In the past, environmentalists have urged people to stop eating meat because the methane produced by cattle causes global warming. However a new study found that cattle grazed on the grasslands of China actually reduce another greenhouse gas, nitrous oxide. 

Authors of the paper, published in Nature, say the research shows that in certain circumstances, it can be better for global warming to let animals graze on grassland. 

The research will reignite the argument over whether to eat red meat after other studies suggested that grass fed cattle in the United Kingdom and United States can also be good for the environment as long as the animals are free range. 

According to the study, which was carried out in Inner Mongolia, grassland produces more nitrous oxide during the spring thaw when sheep or cattle have not been grazing.

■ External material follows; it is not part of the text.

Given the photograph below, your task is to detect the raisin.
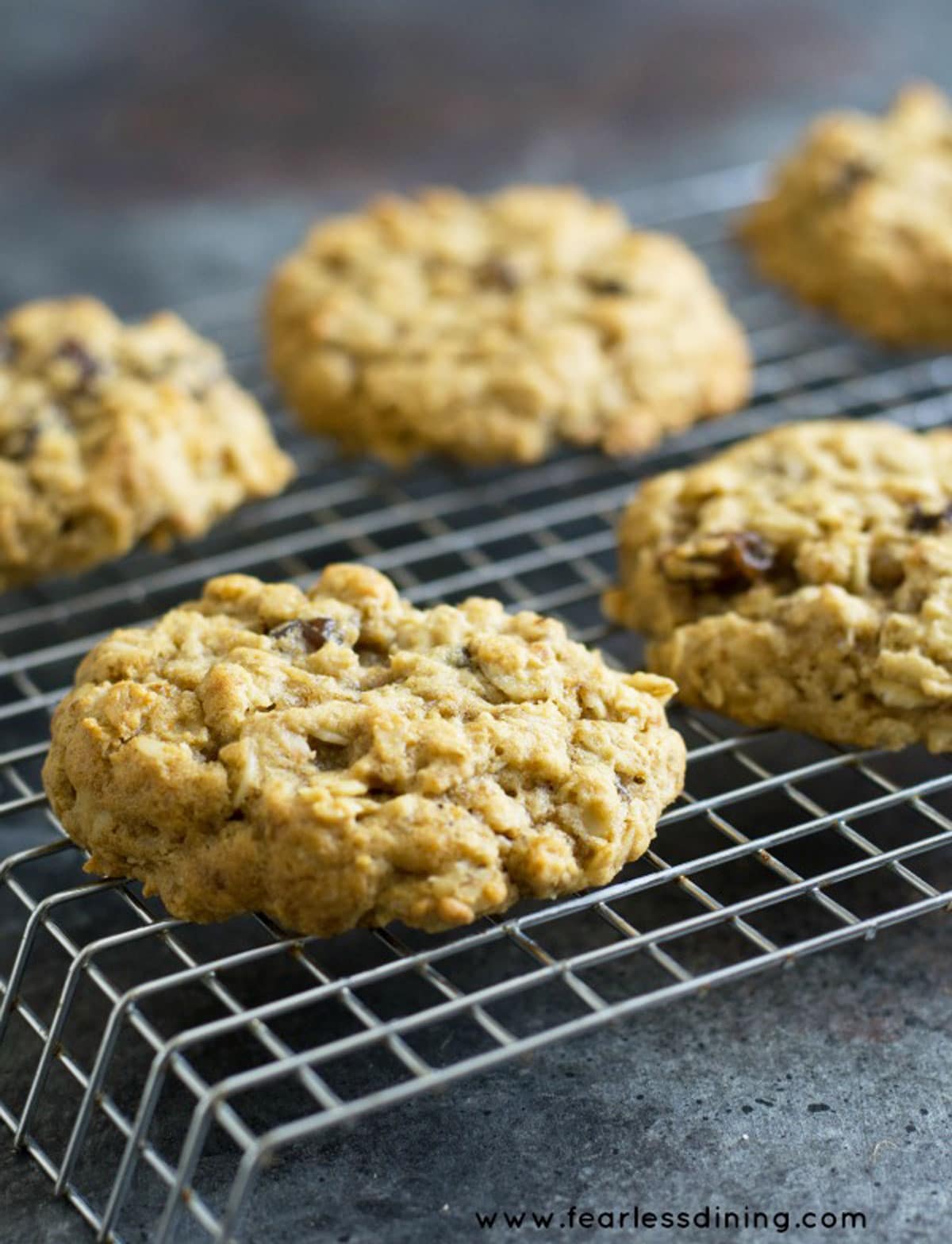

This is because the greenhouse gas is released by microbes in the soil. When the grass is long snow settles keeping the microbes warm and providing water, however, when the grass is cut short by animals the ground freezes and the microbes die. 

Estimated nitrous oxide emissions from temperate grasslands in places like Inner Mongolia as well as vast swatches of the United States, Canada, Russia and China account for up a third of the total amount of the greenhouse gas produced every year. Nitrous oxide is the third most important greenhouse gas after carbon dioxide and methane.